We are not particularly well-equipped to deal with either example at the moment — we will need to learn about loops and vectors first (stick around for a few weeks and find out!). The point is that getline
will give you access to an entire line of user input at a time, but you would have to do some additional work to extract numerical data from the input. Using cin
for the second example may be more suitable, but the first example can be processed as a string (especially since the numerical values in the input aren’t very relevant).
To highlight how each method of processing input works, let’s work through the following example:
Example 3. Distance to Home
Write a program that allows a user to input an ordered pair of numbers \(\left( x, y \right)\) and computes its distance to the origin.
SAMPLE RUNS:
Please input an ordered pair (x,y): (3,4)
The point (3,4) is a distance of 5.0 from the origin.
Please input an ordered pair (x,y): (4,7)
The point (4,7) is a distance of 8.06226 from the origin.
Implement two solutions: one using only cin
to obtain user input, the other using only one cin
command and several string operations.
For the string manipulation solutions, the functions stod, rfind, and substr may be helpful. Make sure you can read through the reference and figure out how these functions work, even if you can’t understand all the syntax! I think it’s best to see the examples provided on the reference pages.
Try doing the problem yourself before peeking at the solutions, though I suppose I can’t stop you. Note that the user will be inputting the ordered pair with the parentheses and the comma surrounding it.
Hint for cin implementation
cin >> ch;
, where ch
is a char
variable. Why does this work?Pseudocode with cin
Using the hint above, we may construct the following pseudocode:
- Prompt the user for input.
- Read a single character from the input stream. This should be the
(
in the ordered pair. - Read a double called
x
from the input stream. - Read a single character from the input stream. This should be the
,
in the ordered pair. - Read a double called
y
from the input stream. - Compute the distance \(d=\sqrt{x^2+y^2}\) from the origin.
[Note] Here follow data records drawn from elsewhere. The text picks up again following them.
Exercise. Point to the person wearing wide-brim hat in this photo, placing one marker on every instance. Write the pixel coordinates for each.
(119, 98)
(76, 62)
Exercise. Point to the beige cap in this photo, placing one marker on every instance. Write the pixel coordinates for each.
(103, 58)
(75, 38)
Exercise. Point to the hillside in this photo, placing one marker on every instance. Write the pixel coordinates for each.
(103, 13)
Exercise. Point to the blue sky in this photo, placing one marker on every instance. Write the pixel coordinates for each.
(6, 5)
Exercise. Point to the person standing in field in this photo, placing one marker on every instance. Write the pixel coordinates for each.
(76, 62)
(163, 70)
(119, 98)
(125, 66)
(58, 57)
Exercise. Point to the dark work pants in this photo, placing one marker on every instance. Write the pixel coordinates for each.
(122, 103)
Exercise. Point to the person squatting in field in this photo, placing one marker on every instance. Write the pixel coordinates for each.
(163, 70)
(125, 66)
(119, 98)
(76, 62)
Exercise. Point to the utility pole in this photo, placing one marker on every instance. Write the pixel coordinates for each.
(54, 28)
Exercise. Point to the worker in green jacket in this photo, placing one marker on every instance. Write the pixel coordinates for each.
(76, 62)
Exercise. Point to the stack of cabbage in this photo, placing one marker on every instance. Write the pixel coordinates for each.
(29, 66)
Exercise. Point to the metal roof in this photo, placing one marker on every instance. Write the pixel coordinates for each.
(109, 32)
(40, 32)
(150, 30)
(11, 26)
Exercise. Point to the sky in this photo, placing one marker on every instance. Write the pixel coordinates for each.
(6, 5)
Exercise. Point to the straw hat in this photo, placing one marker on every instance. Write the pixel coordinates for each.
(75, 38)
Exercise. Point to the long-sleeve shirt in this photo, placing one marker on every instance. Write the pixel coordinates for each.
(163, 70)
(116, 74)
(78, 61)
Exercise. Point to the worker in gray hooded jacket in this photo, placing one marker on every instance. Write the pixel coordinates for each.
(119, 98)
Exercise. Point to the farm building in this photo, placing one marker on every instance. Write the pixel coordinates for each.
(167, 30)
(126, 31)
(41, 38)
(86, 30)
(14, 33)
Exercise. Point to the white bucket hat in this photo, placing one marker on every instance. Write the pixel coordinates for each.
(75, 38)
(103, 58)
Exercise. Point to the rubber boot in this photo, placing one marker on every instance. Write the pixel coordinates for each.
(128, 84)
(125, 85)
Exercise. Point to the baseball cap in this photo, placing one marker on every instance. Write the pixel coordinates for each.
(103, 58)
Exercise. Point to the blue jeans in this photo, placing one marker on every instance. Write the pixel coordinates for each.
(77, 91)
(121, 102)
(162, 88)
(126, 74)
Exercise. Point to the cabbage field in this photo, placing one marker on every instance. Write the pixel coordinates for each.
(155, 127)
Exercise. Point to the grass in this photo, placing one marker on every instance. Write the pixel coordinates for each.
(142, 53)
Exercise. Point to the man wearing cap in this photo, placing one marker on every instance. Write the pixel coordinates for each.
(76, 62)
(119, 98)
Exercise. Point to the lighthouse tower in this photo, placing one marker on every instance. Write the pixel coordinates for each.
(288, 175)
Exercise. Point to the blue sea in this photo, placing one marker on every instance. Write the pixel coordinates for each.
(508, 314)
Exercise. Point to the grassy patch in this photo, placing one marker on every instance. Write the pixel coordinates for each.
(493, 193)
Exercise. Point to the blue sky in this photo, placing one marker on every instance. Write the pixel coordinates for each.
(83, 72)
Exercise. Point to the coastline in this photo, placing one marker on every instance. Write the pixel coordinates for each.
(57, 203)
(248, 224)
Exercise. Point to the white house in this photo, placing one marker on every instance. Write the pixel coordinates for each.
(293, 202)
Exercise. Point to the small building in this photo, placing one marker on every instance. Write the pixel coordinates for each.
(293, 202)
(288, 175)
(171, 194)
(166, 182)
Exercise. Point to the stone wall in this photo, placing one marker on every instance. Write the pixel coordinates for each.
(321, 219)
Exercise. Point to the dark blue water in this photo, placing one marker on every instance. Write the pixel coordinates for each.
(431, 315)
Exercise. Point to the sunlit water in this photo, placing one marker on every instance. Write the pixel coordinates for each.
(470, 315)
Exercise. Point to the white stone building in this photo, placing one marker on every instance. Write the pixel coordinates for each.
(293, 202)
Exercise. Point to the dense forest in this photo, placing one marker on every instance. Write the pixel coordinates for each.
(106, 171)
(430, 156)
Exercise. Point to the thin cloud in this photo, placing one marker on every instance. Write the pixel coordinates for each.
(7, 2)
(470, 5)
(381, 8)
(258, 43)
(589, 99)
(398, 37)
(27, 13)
- Print the results to the screen.
Most notably, we left the closing parentheses in the input stream, as we aren’t reading any more input after we obtain y
. In other applications where we may expect more output to follow, this would be a very bad idea, and it would be important to clear that out as well.
Implementation with cin
1#include <iostream> // needed for cin and cout
2#include <cmath> // needed for sqrt
3
4using namespace std;
5
6int main() {
7 // step 1
8 cout << "Please input an ordered pair (x,y): ";
9
10 // steps 2-5, compressed into a shorter line!
11 char ch;
12 double x, y;
13 cin >> ch >> x >> ch >> y;
14
15 // step 6
16 double d = sqrt(x * x + y * y);
17
18 // step 7 - record output
19 cout << "The point (" << x << "," << y
20 << ") is a distance of " << d
21 << " from the origin." << endl;
22
23 return 0;
24}
Pseudocode with string operations
For this implementation, we need to determine which indices the parentheses and comma lie in. Then, we’ll extract the substrings between these three extra characters before converting them to doubles.
- Prompt the user for input.
- Store the user’s full input in a string called
input
. - Create three variables,
paren1, comma, paren2
, which represent the indices of the opening parentheses, comma, and closing parentheses, respectively. - Extract the substring between
paren1
andcomma
(exclusive on both sides) and convert it to a double calledx
. - Extract the substring between
comma
andparen2
(exclusive on both sides) and convert it to a double calledy
. - Compute the distance \(d=\sqrt{x^2+y^2}\) from the origin.
- Print the results to the screen.
You will need to use rfind
on step 3, and substr
and stod
on steps 4 and 5. Make sure you use size_t
variables to store the indices in step 3!
Implementation with string operations
1#include <iostream> // needed for cin
2#include <string> // needed for rfind, stod
3#include <cmath> // needed for sqrt
4
5using namespace std;
6
7int main() {
8 // steps 1 and 2
9 cout << "Please enter an ordered pair (x,y): ";
10 string input;
11 cin >> input;
12
13 // step 3
14 size_t paren1 = input.rfind("(");
15 size_t comma = input.rfind(",");
16 size_t paren2 = input.rfind(")");
17
18 // steps 4 and 5
19 // remember that substr is inclusive in the first index,
20 // hence the +1. Make sure you know how I'm counting the
21 // length of these substrings!
22 string x_string = input.substr(paren1 + 1, comma - paren1 - 1);
23 double x = stod(x_string);
24
25 string y_string = input.substr(comma + 1, paren2 - paren1 - 1);
26 double y = stod(y_string);
27
28 // step 6
29 double d = sqrt(x * x + y * y);
30
31 // step 7 - record output
32 cout << "The point (" << x << "," << y
33 << ") is a distance of " << d
34 << " from the origin." << endl;
35
36 return 0;
37}